The House on Monday easily passed legislation to scale back a new post-crisis rule on banks, in an effort to prevent it from raising borrowing costs for towns and schools.

The bill, sponsored by Rep. Luke Messer, R-Ind., would require the banking agencies to include certain municipal bonds among the assets that they consider “high quality liquid assets.” Banks are required to hold a certain amount of such assets under a new liquidity rule meant to prevent them from being caught with only illiquid assets in the middle of a crisis.

But state and local officials had warned that treating their bonds as illiquid assets would have the effect of raising borrowing costs for cities, schools, and construction projects.

“U.S. municipal bonds are among the safest investments in the entire world,” Messer said on the House floor before the bill passed by voice vote.

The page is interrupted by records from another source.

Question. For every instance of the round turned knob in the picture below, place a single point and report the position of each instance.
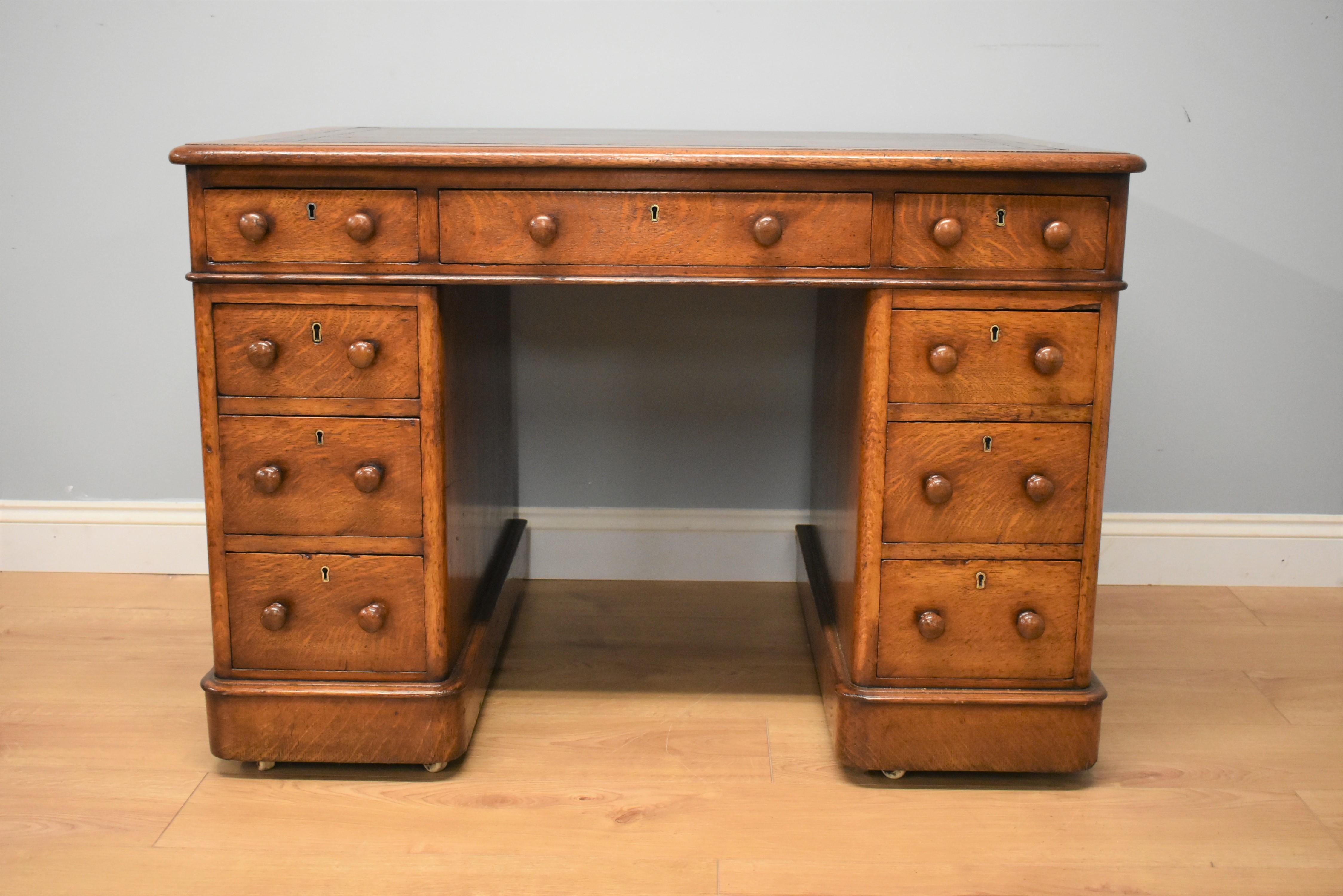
(943, 359)
(543, 229)
(1048, 359)
(767, 230)
(946, 233)
(938, 490)
(931, 625)
(1059, 234)
(275, 617)
(268, 479)
(361, 228)
(369, 477)
(253, 226)
(261, 354)
(1039, 488)
(1031, 625)
(372, 617)
(362, 354)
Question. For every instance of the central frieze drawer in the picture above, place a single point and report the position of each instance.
(299, 612)
(320, 476)
(726, 229)
(986, 483)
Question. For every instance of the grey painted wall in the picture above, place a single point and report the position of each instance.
(1229, 386)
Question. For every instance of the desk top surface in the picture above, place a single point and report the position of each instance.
(477, 147)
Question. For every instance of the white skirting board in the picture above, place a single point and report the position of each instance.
(714, 544)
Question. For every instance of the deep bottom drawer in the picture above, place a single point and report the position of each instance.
(978, 620)
(327, 613)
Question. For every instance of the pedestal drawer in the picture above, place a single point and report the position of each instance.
(978, 619)
(997, 483)
(993, 358)
(326, 613)
(320, 351)
(320, 476)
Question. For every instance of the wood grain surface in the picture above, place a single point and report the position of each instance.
(491, 228)
(1019, 244)
(988, 371)
(989, 501)
(981, 639)
(304, 367)
(318, 495)
(321, 632)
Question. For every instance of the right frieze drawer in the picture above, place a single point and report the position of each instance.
(986, 483)
(993, 358)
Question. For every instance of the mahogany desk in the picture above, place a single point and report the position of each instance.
(352, 320)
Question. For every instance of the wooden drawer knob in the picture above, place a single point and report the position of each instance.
(1031, 625)
(938, 490)
(931, 625)
(372, 617)
(946, 233)
(362, 354)
(1059, 234)
(361, 228)
(268, 479)
(275, 617)
(369, 477)
(261, 354)
(767, 230)
(1039, 488)
(545, 229)
(253, 226)
(1048, 359)
(943, 359)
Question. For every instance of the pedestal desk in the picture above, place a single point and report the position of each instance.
(352, 326)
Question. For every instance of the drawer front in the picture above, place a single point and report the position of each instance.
(531, 228)
(336, 351)
(993, 358)
(943, 487)
(312, 226)
(949, 230)
(278, 480)
(976, 629)
(336, 613)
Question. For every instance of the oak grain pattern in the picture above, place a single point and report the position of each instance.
(989, 501)
(981, 639)
(318, 493)
(988, 371)
(1019, 244)
(304, 367)
(321, 630)
(293, 237)
(598, 228)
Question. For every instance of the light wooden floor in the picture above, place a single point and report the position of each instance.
(656, 738)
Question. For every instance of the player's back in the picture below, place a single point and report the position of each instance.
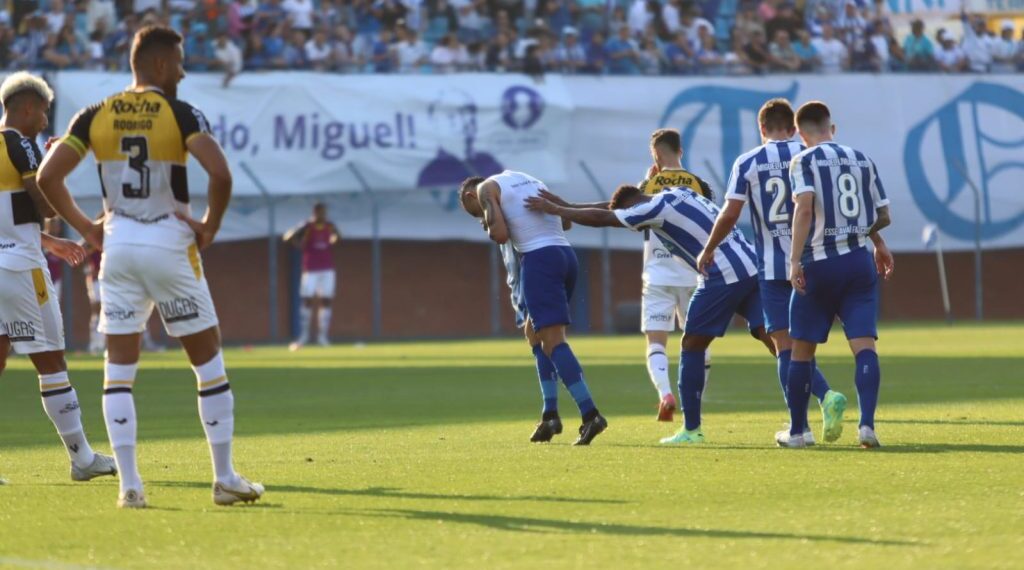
(19, 220)
(847, 193)
(761, 177)
(138, 138)
(528, 230)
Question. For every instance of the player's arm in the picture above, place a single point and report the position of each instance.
(725, 222)
(67, 250)
(593, 217)
(488, 192)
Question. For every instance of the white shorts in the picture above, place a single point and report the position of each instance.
(30, 313)
(317, 283)
(662, 305)
(135, 278)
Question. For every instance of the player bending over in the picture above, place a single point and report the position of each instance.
(761, 176)
(141, 138)
(549, 274)
(315, 237)
(682, 219)
(30, 313)
(840, 201)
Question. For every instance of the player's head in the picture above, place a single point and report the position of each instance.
(776, 120)
(157, 58)
(626, 196)
(667, 147)
(468, 199)
(814, 123)
(320, 212)
(26, 100)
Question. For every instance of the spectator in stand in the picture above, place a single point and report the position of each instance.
(976, 44)
(804, 48)
(623, 53)
(786, 20)
(948, 54)
(570, 56)
(1004, 49)
(597, 54)
(708, 59)
(833, 54)
(411, 53)
(317, 51)
(680, 54)
(783, 57)
(919, 53)
(300, 13)
(228, 57)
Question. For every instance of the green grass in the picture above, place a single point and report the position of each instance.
(406, 455)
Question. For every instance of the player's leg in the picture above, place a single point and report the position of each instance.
(186, 308)
(549, 279)
(657, 319)
(550, 424)
(858, 311)
(326, 294)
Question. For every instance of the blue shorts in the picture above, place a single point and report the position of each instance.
(548, 279)
(843, 287)
(711, 308)
(775, 296)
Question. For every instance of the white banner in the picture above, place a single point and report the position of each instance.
(936, 139)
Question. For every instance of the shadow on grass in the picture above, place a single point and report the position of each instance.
(394, 492)
(528, 524)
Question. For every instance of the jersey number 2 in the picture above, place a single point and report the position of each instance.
(137, 149)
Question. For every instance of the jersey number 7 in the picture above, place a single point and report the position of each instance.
(137, 149)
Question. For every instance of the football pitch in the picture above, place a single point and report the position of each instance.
(416, 455)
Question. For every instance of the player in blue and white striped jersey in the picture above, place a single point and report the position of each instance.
(682, 220)
(840, 204)
(762, 178)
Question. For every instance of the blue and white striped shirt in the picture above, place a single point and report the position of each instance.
(847, 192)
(762, 177)
(683, 220)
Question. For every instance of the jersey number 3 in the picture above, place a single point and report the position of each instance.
(137, 149)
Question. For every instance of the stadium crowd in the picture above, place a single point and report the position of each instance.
(615, 37)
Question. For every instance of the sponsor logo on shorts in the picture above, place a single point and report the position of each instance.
(19, 331)
(179, 309)
(117, 313)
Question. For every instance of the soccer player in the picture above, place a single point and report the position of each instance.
(682, 219)
(549, 273)
(315, 237)
(761, 177)
(141, 138)
(30, 313)
(840, 203)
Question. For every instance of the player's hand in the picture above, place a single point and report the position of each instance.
(538, 204)
(884, 261)
(205, 232)
(797, 277)
(553, 198)
(705, 260)
(67, 250)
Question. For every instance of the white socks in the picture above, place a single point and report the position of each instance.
(305, 319)
(60, 403)
(324, 322)
(657, 367)
(216, 409)
(119, 413)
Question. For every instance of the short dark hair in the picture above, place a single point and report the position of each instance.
(151, 39)
(776, 114)
(669, 138)
(624, 193)
(814, 115)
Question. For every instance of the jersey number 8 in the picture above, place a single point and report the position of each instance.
(849, 195)
(137, 149)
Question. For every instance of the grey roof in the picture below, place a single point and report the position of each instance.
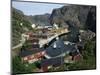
(24, 53)
(61, 48)
(54, 62)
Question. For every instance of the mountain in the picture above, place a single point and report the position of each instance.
(74, 16)
(40, 19)
(17, 29)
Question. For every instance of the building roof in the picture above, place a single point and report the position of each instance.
(60, 48)
(54, 62)
(24, 53)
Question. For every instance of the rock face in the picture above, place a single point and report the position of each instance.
(74, 16)
(40, 19)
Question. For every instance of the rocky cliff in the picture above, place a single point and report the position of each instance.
(75, 16)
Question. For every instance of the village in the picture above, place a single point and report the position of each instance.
(45, 46)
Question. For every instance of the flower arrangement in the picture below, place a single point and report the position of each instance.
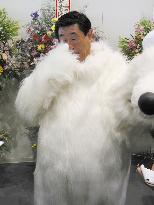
(19, 57)
(8, 31)
(41, 31)
(5, 143)
(132, 46)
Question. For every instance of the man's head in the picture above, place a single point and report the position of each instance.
(74, 28)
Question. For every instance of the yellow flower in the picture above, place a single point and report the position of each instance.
(54, 20)
(53, 28)
(1, 70)
(40, 47)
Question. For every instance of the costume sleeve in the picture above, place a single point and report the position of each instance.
(39, 89)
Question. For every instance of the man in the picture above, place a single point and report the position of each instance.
(77, 95)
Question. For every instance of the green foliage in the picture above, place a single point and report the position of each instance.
(132, 46)
(8, 27)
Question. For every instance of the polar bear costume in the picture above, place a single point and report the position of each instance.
(87, 126)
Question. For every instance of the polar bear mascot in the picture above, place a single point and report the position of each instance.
(90, 122)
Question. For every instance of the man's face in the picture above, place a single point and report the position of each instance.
(76, 40)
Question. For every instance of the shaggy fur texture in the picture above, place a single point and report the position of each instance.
(87, 125)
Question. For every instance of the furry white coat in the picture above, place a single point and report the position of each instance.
(86, 120)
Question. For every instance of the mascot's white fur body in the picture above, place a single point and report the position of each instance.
(87, 126)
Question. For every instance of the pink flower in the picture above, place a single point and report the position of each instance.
(131, 44)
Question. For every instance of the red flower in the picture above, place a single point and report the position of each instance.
(36, 37)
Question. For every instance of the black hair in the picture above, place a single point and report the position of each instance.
(71, 18)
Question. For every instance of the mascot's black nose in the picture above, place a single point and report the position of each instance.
(146, 103)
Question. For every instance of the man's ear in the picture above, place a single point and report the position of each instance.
(90, 34)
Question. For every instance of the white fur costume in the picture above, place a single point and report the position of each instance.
(87, 125)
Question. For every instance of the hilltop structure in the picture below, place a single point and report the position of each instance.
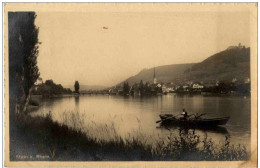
(154, 78)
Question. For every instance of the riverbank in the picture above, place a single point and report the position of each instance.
(40, 138)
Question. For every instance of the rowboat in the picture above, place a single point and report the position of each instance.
(168, 119)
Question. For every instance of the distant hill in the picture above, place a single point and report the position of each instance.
(86, 87)
(223, 66)
(166, 73)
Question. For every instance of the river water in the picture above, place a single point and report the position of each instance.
(104, 116)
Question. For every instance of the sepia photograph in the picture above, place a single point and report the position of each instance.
(110, 84)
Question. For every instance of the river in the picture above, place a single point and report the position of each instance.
(104, 116)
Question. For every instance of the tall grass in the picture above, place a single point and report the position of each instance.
(71, 141)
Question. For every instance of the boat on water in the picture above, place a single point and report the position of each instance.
(169, 119)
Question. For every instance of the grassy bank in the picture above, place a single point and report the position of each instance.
(39, 138)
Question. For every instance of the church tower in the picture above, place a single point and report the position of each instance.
(154, 78)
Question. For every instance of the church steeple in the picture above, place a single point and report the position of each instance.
(154, 78)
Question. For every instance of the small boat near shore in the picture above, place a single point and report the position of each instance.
(169, 119)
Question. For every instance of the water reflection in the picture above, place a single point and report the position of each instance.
(135, 115)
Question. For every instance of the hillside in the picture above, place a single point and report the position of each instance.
(222, 66)
(166, 73)
(86, 87)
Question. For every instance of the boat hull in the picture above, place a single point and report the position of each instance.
(196, 122)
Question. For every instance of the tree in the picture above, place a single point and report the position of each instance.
(76, 86)
(23, 53)
(126, 88)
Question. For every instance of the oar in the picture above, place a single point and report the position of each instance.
(167, 118)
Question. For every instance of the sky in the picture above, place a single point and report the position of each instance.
(105, 48)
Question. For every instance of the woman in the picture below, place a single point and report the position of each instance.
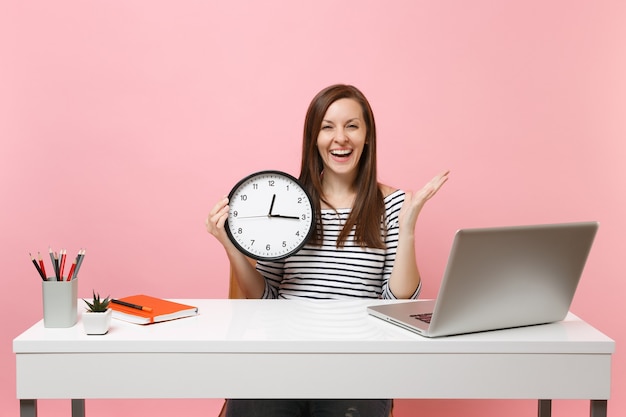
(363, 244)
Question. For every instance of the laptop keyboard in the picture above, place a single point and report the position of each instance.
(425, 317)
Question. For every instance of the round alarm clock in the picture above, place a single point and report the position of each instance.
(270, 215)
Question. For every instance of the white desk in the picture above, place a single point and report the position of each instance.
(304, 349)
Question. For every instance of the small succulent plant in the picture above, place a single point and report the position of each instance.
(97, 305)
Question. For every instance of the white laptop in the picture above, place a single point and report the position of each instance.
(499, 278)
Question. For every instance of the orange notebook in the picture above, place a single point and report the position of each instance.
(162, 310)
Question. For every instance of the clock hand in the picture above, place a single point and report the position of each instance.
(280, 216)
(272, 205)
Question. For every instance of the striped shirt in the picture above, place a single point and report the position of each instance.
(328, 272)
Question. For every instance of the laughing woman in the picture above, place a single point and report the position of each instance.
(363, 244)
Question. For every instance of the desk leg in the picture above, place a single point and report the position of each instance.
(78, 408)
(28, 408)
(545, 408)
(598, 408)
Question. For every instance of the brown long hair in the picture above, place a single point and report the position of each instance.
(369, 206)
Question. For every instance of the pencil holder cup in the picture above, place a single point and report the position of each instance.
(59, 302)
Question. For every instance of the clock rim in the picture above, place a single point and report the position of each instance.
(291, 252)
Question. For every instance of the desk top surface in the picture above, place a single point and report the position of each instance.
(290, 326)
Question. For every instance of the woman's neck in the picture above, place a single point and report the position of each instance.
(338, 192)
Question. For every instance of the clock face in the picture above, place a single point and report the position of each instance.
(270, 216)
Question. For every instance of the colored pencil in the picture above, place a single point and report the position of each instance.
(43, 276)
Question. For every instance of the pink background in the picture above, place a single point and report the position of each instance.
(121, 123)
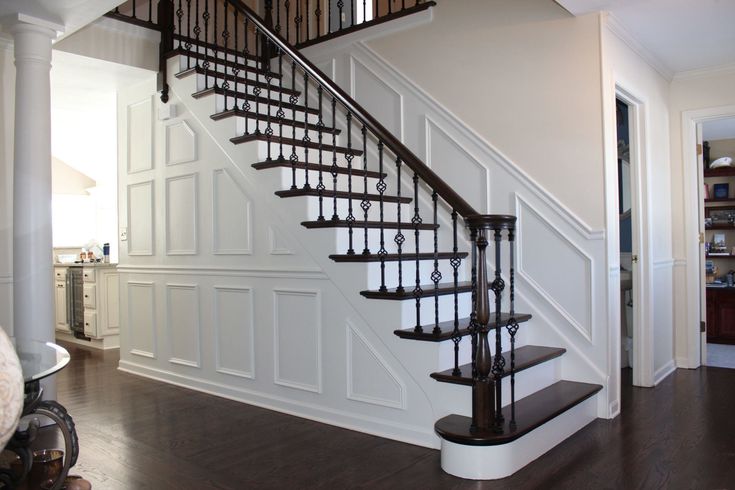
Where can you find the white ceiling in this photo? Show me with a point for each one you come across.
(681, 35)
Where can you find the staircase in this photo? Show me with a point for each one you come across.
(420, 243)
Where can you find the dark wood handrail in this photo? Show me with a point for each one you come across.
(396, 146)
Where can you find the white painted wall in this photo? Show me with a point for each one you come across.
(525, 76)
(690, 91)
(7, 112)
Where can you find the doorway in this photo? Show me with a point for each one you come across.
(717, 200)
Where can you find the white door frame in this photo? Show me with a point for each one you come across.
(642, 273)
(692, 174)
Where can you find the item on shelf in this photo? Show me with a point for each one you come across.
(721, 191)
(721, 162)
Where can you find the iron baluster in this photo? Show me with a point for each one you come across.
(381, 187)
(455, 263)
(365, 204)
(436, 275)
(499, 360)
(416, 220)
(349, 156)
(399, 238)
(335, 216)
(320, 126)
(306, 138)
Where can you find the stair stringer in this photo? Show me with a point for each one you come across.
(425, 122)
(418, 359)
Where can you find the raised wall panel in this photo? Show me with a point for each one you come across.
(181, 215)
(231, 216)
(183, 324)
(463, 172)
(555, 266)
(297, 337)
(141, 224)
(385, 103)
(234, 336)
(140, 136)
(181, 143)
(369, 378)
(141, 318)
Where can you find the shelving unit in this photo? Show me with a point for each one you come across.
(721, 300)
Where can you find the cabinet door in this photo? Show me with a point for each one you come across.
(61, 320)
(712, 330)
(726, 317)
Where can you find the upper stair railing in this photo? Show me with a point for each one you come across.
(221, 40)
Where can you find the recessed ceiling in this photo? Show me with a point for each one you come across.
(682, 35)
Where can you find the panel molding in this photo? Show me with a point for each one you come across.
(150, 285)
(354, 334)
(277, 379)
(192, 156)
(217, 322)
(194, 177)
(247, 248)
(196, 363)
(151, 219)
(141, 103)
(585, 330)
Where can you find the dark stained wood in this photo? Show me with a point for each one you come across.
(388, 225)
(448, 326)
(341, 195)
(141, 434)
(359, 257)
(526, 357)
(531, 412)
(275, 139)
(315, 166)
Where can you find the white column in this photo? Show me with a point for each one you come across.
(33, 299)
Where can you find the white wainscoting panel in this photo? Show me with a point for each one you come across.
(461, 170)
(367, 86)
(183, 324)
(140, 136)
(181, 143)
(234, 335)
(369, 378)
(141, 223)
(181, 214)
(232, 221)
(554, 265)
(142, 318)
(297, 337)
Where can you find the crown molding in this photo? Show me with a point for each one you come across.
(646, 55)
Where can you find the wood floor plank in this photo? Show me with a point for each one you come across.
(136, 433)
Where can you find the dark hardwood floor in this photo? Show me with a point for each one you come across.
(141, 434)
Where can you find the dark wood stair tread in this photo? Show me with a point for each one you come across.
(407, 293)
(360, 257)
(275, 121)
(427, 334)
(294, 142)
(255, 99)
(387, 225)
(240, 80)
(315, 166)
(341, 195)
(531, 412)
(220, 62)
(526, 357)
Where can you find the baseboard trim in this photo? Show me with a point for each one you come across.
(368, 425)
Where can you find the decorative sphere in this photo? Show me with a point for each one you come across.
(11, 389)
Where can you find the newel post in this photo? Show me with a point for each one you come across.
(166, 25)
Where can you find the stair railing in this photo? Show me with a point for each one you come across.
(221, 40)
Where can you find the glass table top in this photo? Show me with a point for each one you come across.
(39, 359)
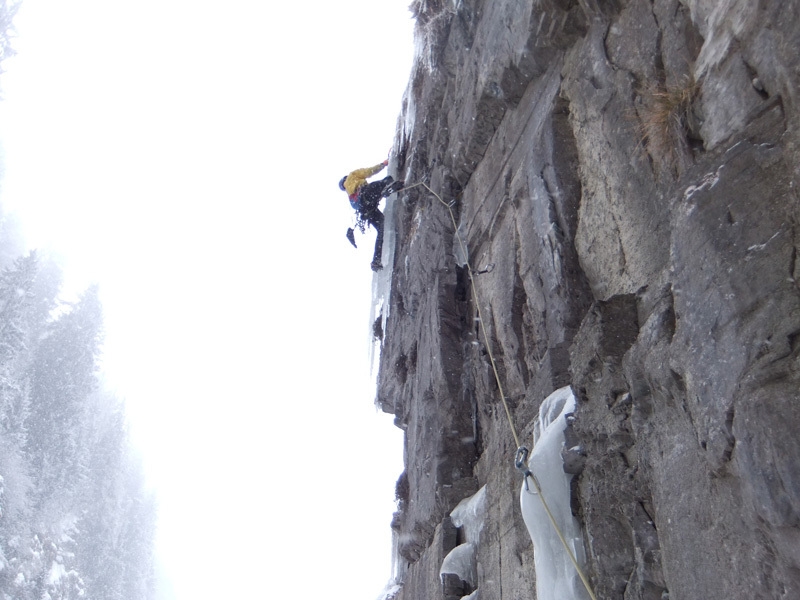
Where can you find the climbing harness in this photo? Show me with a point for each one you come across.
(521, 456)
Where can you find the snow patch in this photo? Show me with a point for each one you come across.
(461, 561)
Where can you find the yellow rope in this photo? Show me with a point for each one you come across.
(502, 394)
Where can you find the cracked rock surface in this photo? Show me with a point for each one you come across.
(629, 169)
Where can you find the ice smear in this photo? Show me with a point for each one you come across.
(469, 516)
(556, 577)
(461, 561)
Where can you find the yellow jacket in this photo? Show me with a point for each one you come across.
(358, 178)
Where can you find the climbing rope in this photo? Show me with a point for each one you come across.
(522, 452)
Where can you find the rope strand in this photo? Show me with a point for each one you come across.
(572, 558)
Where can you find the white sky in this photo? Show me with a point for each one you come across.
(185, 155)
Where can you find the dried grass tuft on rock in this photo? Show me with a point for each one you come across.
(667, 124)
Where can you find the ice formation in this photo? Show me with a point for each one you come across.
(469, 516)
(556, 576)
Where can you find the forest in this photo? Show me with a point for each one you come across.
(76, 518)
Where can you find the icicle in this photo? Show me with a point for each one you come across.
(556, 576)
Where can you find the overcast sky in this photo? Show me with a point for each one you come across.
(185, 155)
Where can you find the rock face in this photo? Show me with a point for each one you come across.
(626, 173)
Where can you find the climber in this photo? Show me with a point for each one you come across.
(364, 198)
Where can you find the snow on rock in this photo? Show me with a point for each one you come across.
(461, 561)
(556, 577)
(469, 516)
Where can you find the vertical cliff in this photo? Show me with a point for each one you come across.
(625, 171)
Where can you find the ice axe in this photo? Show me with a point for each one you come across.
(351, 237)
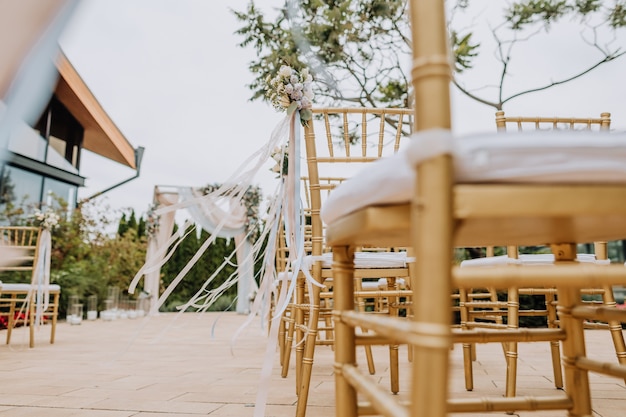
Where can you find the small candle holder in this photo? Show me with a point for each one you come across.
(77, 314)
(92, 307)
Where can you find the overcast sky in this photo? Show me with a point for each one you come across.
(171, 76)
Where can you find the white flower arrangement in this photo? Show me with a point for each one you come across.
(152, 221)
(280, 156)
(291, 90)
(47, 219)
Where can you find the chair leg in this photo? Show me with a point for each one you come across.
(360, 305)
(31, 320)
(511, 347)
(555, 349)
(468, 351)
(299, 324)
(394, 361)
(55, 314)
(576, 379)
(309, 351)
(289, 324)
(11, 320)
(615, 327)
(345, 348)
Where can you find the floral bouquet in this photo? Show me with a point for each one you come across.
(280, 156)
(47, 219)
(152, 221)
(290, 91)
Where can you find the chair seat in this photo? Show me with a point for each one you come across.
(551, 157)
(4, 287)
(529, 259)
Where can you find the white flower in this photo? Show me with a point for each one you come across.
(285, 71)
(46, 219)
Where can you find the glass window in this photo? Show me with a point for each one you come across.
(20, 188)
(55, 190)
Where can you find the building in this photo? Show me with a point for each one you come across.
(43, 161)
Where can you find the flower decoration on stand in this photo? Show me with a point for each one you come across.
(47, 219)
(291, 90)
(281, 157)
(152, 221)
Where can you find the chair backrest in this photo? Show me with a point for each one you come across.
(350, 137)
(522, 124)
(19, 247)
(602, 123)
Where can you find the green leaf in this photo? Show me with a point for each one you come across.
(292, 107)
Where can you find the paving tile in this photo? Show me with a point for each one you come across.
(187, 365)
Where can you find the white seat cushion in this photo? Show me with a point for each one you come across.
(529, 259)
(535, 157)
(369, 260)
(6, 287)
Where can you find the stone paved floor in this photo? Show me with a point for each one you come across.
(185, 365)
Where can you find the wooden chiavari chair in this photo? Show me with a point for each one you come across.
(351, 139)
(488, 314)
(20, 297)
(459, 198)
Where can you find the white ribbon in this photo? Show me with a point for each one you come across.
(41, 276)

The Federal Reserve has already announced that it will consider revising the rule, which originally was finalized in late 2014, to include certain municipal bonds in the category of high-quality liquid assets. The Office of the Comptroller of the Currency and the Federal Deposit Insurance Corporation, however, have not done so. The legislation passed Monday would require them to take that step.

Some critics have also claimed that the liquidity rule, taken together with Dodd-Frank rules that came out at the same time, forces financial institutions to hold too many Treasury securities, which are considered the safest asset. The result could be that bond markets turn out to be illiquid at a key moment precisely because banks are unable to sell them without incurring regulatory penalties, generating the kind of crisis the rules were created to prevent.